What could they have been so concerned about? As everyone likes to ask, why the secrecy? Surely, if the military truly believed what it said for years about UFOs—that they are usually misidentifications of natural phenomena—it would hardly be interested in the problem. But that is not the case. As we have seen, objects have violated restricted airspace, and objects were seen by thousands of witnesses.

The core of the UFO problem comes down to two possible answers. Both are startling, and both difficult to accept, in their own way. The first possibility is that UFOs are the product of a revolutionary, human, technological breakthrough. Such rumors have existed for a long time, several of which even trace the development to Hitler’s Germany. Without denying the sophistication of the German scientific establishment, such a claim cannot shake the aura of absurdity. The Germans, acknowledged by all to have done the most advanced work during the war in the field of aerodynamics, barely figured out how to reach England with their V-2 rockets. A breakthrough to create flying saucer technology would have involved much more than propulsion technology, materials, and aerodynamics. It would have meant the creation of a viable antigravity craft with nearly unlimited maneuverability and speed. There has never been the slightest shred of evidence, either in the realm of fact or common sense, that points to a German flying saucer.

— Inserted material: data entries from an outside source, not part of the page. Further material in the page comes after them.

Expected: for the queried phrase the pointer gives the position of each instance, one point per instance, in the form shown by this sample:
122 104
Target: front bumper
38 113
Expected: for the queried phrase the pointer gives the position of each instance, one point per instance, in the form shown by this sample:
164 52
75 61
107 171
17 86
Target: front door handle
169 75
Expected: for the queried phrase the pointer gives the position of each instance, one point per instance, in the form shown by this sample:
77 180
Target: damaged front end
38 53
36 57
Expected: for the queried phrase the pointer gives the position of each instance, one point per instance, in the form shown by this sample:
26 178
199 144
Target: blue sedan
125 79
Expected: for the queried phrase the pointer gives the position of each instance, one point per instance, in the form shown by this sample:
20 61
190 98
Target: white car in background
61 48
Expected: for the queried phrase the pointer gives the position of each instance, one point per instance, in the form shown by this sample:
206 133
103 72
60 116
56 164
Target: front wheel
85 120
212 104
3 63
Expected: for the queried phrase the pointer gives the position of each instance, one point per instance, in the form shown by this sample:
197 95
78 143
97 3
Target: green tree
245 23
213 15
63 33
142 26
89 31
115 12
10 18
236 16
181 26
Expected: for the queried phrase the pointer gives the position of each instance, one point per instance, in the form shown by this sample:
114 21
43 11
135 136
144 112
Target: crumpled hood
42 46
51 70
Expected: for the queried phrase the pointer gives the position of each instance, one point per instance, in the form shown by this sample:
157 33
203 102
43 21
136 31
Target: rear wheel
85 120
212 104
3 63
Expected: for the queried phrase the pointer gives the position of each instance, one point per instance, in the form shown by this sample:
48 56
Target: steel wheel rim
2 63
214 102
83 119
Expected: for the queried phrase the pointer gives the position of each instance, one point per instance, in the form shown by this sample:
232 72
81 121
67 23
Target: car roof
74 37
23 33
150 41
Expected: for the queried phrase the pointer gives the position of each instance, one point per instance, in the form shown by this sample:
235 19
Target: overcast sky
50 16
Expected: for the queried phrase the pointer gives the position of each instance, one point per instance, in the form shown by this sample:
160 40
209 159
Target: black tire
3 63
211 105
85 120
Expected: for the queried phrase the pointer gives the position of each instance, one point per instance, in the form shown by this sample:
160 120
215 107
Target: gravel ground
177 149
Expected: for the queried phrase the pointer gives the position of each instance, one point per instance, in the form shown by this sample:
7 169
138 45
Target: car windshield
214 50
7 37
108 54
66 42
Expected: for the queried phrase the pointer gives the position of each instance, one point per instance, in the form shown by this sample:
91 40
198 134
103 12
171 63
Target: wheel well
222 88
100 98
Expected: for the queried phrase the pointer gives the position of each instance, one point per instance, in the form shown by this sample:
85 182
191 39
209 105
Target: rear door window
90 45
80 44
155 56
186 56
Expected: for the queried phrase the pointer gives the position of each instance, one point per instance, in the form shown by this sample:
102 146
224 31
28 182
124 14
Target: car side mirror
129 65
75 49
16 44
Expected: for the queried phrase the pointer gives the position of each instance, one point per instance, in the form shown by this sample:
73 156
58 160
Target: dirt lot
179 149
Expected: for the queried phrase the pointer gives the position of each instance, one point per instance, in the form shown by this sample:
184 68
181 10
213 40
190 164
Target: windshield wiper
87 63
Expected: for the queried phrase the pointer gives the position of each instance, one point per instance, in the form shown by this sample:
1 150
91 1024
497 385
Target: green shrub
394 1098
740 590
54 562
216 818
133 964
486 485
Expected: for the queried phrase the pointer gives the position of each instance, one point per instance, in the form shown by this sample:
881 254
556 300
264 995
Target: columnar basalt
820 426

Could flying saucers have been invented after the war by the Americans, or possibly someone else? As we have seen, this was a distinct possibility mulled over by various groups in the early years. During the wave of 1947, several classified documents expressed the belief that the objects were a secret American, or possibly Soviet, technology. Following the Schulgen memo of late 1947, American military intelligence seriously investigated the Soviet angle and came up empty. The group assigned to the problem in 1948, Project Sign, rejected both explanations. If Soviet, why fly these things over the American heartland? If American, why fly them over cities, where everyone could see them, or over sensitive installations, where they were harassed by our own aircraft? Add on top of this the amazing production levels that would have been necessary to fly so many of these objects, which were seen all over the world. After all, even if one discounts the Foo Fighters of World War Two, what about the sightings over Scandinavia and the rest of Europe in 1946? Were these the result of revolutionary American or Soviet technology?

Looking back from some distance, we can see that the problems of creating a flying saucer were no easier for the Americans or Soviets than they had been for the Germans. Such a breakthrough, so soon after the war, makes no sense. Moreover, it is supported by no evidence. Indeed, even as late as the mid-1950s, research into the creation of artificial gravitational fields, based on electromagnetic principles, was in its infancy. By then, UFOs had been part of the public scenery for a decade. What type of classified project could have been responsible for those sightings?

It is this very issue that makes a study of the early period of UFOs so important. Few people doubt that twenty-first-century aviation technology is capable of awesome feats, some of which might be able to produce “flying saucers.” The point is, was such a technology in existence at the mid-twentieth century? All indicators point to a definitive no.

That brings us to the second possibility: that UFOs are the product of an alien technology. Without devising a priori arguments, let us simply look at the evidence, both historical and technological.

First, the phenomenon has always produced believers among those who have bothered to investigate it. For decades, every official study of UFOs followed the same pattern: extended analysis of the data persuaded researchers that aliens were the most likely explanation, a conclusion that was inimical to those in charge of the study. As early as 1948, Project Sign concluded that flying saucers were probably extraterrestrial. After the UFO project at Wright-Patterson AFB was revitalized in 1952, matters again reached the critical point, and most project members favored an extraterrestrial solution. This, too, ended in failure and dispersion. After 1966, when the air force carefully selected a university to solve the problem once and for all, a near mass resignation ensued, and UFO believers were fired midway through the project.